Our Research

An integrated computational and experimental approach to improve phage therapy design.

Motivation: the AMR challenge

Antimicrobial resistance is a growing global health threat. As antibiotics lose effectiveness, there is urgent need for therapies that can target resistant bacteria with greater precision. Bacteriophages are promising because they naturally infect bacteria and can be selected for narrow, intentional targeting.

However, clinical use is still constrained by a major bottleneck: quickly identifying phages that will effectively lyse a specific patient isolate. This matching process is often labor intensive and time sensitive.

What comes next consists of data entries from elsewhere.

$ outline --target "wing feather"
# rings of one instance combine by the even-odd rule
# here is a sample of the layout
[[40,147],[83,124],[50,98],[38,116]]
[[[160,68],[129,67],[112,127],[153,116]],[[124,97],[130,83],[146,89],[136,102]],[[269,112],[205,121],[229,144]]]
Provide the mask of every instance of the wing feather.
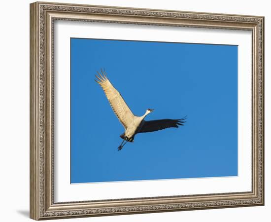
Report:
[[121,96],[110,82],[104,72],[101,70],[102,74],[97,72],[95,75],[95,81],[102,87],[108,100],[112,109],[119,119],[120,122],[126,129],[135,115]]
[[160,130],[167,128],[178,128],[179,125],[183,126],[185,118],[179,119],[158,119],[156,120],[144,121],[138,133],[146,133]]

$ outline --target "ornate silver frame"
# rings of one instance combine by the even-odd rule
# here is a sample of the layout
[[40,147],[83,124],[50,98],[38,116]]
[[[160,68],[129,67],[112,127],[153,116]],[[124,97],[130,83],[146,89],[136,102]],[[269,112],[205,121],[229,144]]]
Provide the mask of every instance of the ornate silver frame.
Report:
[[[56,19],[252,32],[251,192],[55,203],[53,54]],[[264,17],[37,2],[30,4],[30,218],[36,220],[264,204]]]

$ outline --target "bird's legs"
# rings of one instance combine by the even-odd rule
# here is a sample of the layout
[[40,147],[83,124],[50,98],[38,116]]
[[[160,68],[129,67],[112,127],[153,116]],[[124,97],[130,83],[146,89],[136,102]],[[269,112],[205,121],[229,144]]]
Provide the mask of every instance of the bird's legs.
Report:
[[118,148],[118,151],[120,150],[123,148],[123,147],[124,147],[124,145],[125,144],[126,144],[126,143],[127,143],[128,142],[128,141],[127,140],[126,142],[125,143],[124,143],[124,144],[123,144],[123,145],[122,144],[123,144],[123,142],[124,142],[125,140],[125,139],[124,139],[122,141],[122,142],[121,142],[121,145]]
[[122,142],[121,142],[121,144],[120,144],[120,145],[118,148],[118,151],[120,150],[122,148],[122,144],[123,144],[123,142],[124,142],[125,140],[125,139],[124,139],[122,141]]

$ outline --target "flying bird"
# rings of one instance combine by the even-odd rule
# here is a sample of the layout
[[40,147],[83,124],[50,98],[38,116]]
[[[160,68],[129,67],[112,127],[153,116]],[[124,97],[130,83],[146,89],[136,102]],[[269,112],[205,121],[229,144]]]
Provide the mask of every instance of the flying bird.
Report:
[[120,136],[123,140],[118,148],[118,150],[120,150],[127,142],[134,142],[135,136],[137,133],[154,132],[170,127],[178,128],[179,125],[183,126],[183,123],[185,122],[184,120],[186,117],[179,119],[144,120],[147,115],[154,111],[151,109],[147,109],[145,114],[141,116],[135,115],[121,95],[110,82],[105,71],[101,70],[101,72],[102,74],[97,72],[95,81],[103,90],[112,109],[125,129],[124,133]]

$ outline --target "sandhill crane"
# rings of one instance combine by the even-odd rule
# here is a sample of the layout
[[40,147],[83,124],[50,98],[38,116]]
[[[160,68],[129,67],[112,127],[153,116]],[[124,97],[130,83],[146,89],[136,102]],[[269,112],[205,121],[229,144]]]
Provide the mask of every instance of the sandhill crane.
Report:
[[146,116],[154,111],[151,109],[147,109],[145,114],[141,116],[134,115],[121,95],[109,80],[105,71],[101,70],[101,73],[102,74],[97,72],[98,75],[95,75],[97,78],[95,81],[102,86],[114,112],[125,129],[125,132],[120,136],[123,140],[118,148],[118,150],[120,150],[127,142],[134,142],[135,136],[137,133],[153,132],[169,127],[178,128],[179,125],[183,126],[183,123],[185,122],[183,121],[185,117],[179,119],[145,121]]

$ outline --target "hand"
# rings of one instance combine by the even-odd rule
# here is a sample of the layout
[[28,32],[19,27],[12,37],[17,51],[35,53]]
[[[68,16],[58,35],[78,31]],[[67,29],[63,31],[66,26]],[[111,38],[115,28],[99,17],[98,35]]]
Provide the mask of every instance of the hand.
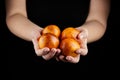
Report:
[[45,60],[50,60],[56,54],[59,54],[61,51],[60,51],[60,49],[56,49],[56,48],[49,49],[48,47],[40,49],[38,46],[38,38],[41,36],[41,34],[40,34],[41,31],[42,30],[36,30],[33,32],[34,37],[32,39],[32,42],[34,45],[35,53],[37,54],[37,56],[42,56],[43,59],[45,59]]
[[[77,29],[77,28],[76,28]],[[88,37],[88,31],[84,28],[79,28],[80,34],[76,37],[76,40],[80,42],[81,48],[76,50],[76,53],[78,54],[77,57],[72,56],[64,56],[60,55],[57,60],[61,60],[63,62],[70,62],[70,63],[78,63],[80,60],[80,55],[87,55],[88,48],[87,48],[87,37]]]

What Team BATTLE is building

1) LLM-supported phage generation

Investigate whether genome-scale language modeling can help generate viable candidate phages with lytic characteristics.

2) Phage-host scoring

Develop models that predict infectivity likelihood using genomic and protein-level features from both phage and host.

3) Interaction simulation

Model infection dynamics over time to estimate treatment-relevant outcomes such as kill curves and resistance behavior.

4) Closed-loop validation

Use plaque assays, titer measurements, and growth/lysis experiments to validate and continuously refine model predictions.

Research goals

  • Improve predictive accuracy for phage infectivity against Staphylococcus aureus strains.
  • Move beyond genus-level matching toward more treatment-relevant quantitative predictions.
  • Incorporate biological realism into model features, including resistance and defense-system considerations.
  • Build a practical computational backbone that reduces expensive trial-and-error wet-lab screening.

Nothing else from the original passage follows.